In total, 402,978 participants were included in the analyses. The majority were never smokers, 226,294 (56.2%), 140,090 (34.8%) were previous smokers, and 39,974 (9.9%) current smokers. COVID-19 infection was identified in 1591 (0.39%) people, and 372/1591 (23.4%) died. Amongst the younger participants, smokers were nearly twice as likely to become infected with COVID-19 than never smokers (RR 1.88 [1.49-2.38]) whereas there was no difference for those aged 69+ (RR 1.05 [0.82-1.34]). In contrast, amongst the older participants, smokers were twice as likely to die from COVID-19 compared to non-smokers (RR 2.15 [1.11-4.16]) whereas there was no difference for those under the age of 69 (RR 1.22[0.83-1.79]). Similar patterns were observed for previous smokers. The impact of smoking was similar in men and women.

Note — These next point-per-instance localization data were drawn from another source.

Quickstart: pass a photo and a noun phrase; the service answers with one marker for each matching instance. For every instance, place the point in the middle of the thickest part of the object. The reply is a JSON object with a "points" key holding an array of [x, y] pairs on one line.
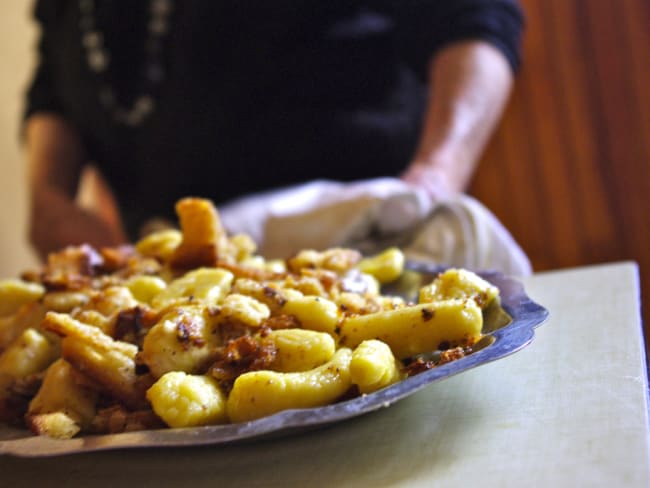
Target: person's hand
{"points": [[433, 180], [57, 222]]}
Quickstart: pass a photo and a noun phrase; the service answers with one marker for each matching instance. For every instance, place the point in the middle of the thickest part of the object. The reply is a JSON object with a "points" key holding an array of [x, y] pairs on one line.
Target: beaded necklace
{"points": [[98, 59]]}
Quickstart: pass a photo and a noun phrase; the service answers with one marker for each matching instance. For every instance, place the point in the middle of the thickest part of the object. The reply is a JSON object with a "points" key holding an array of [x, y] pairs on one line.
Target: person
{"points": [[221, 98]]}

The association between smoking and COVID-19 infection and subsequent death is modified by age. Smokers and previous smokers aged under 69 were at higher risk of COVID-19 infection, suggesting the risk is associated with increased exposure to SARS-COV-2 virus. Once infected, older smokers were twice as likely to die from COVID-19 than never smokers, possibly mediated by increased risk of chronic conditions/illnesses.

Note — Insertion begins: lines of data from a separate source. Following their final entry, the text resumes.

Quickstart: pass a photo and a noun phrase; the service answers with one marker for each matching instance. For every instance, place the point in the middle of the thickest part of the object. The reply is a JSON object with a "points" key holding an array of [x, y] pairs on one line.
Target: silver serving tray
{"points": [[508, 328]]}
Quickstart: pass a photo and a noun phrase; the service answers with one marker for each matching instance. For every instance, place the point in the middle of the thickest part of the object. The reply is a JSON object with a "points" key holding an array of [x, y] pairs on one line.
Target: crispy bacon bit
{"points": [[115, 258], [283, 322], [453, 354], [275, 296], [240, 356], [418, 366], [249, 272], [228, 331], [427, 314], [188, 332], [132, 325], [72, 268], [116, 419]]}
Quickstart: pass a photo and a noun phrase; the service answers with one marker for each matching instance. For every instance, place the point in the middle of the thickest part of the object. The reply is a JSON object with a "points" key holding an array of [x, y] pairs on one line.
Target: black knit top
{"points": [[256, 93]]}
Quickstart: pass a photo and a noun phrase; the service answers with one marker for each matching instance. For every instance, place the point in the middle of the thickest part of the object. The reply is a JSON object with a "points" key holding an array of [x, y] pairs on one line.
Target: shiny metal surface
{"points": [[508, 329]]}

多篇论文显示了关于吸烟与新冠病毒相关死亡之间关系的相互矛盾的证据。关于吸烟与感染风险的证据很少。我们旨在研究吸烟与新冠病毒感染及后续死亡率之间的关联。
这是一项对英国生物银行队列参与者进行的前瞻性研究。居住在英格兰的参与者从2020年2月1日至2020年6月28日进行随访,数据与医院病历统计、国家统计局和英国公共卫生部门的聚合酶链式反应(PCR)检测相关联。我们将当前吸烟者、既往吸烟者与从不吸烟者进行比较,并使用泊松回归估计新冠病毒感染及后续死亡率的风险比(RR),同时对年龄、性别、种族、体重指数和社会经济地位进行调整。使用乘法交互作用检验吸烟状态与年龄和性别的交互作用,并按年龄中位数(49 - 68岁、69 - 86岁)和性别进行分层分析。
总计402,978名参与者纳入分析。大多数为从不吸烟者,共226,294人(56.2%),既往吸烟者140,090人(34.8%),当前吸烟者39,974人(9.9%)。1591人(0.39%)确诊感染新冠病毒,其中372/1591人(23.4%)死亡。在较年轻的参与者中,吸烟者感染新冠病毒的可能性几乎是从不吸烟者的两倍(RR 1.88 [1.49 - 2.38]),而69岁及以上人群中则无差异(RR 1.05 [0.82 - 1.34])。相比之下,在年龄较大的参与者中,吸烟者死于新冠病毒的可能性是非吸烟者的两倍(RR 2.15 [1.11 - 4.16]),而69岁以下人群中则无差异(RR 1.22 [0.83 - 1.79])。既往吸烟者也观察到类似模式。吸烟对男性和女性的影响相似。
吸烟与新冠病毒感染及后续死亡之间的关联因年龄而异。69岁以下的吸烟者和既往吸烟者感染新冠病毒的风险更高,这表明该风险与接触严重急性呼吸综合征冠状病毒2(SARS-CoV-2)病毒的增加有关。一旦感染,老年吸烟者死于新冠病毒的可能性是从不吸烟者的两倍,这可能是由慢性病/疾病风险增加所介导的。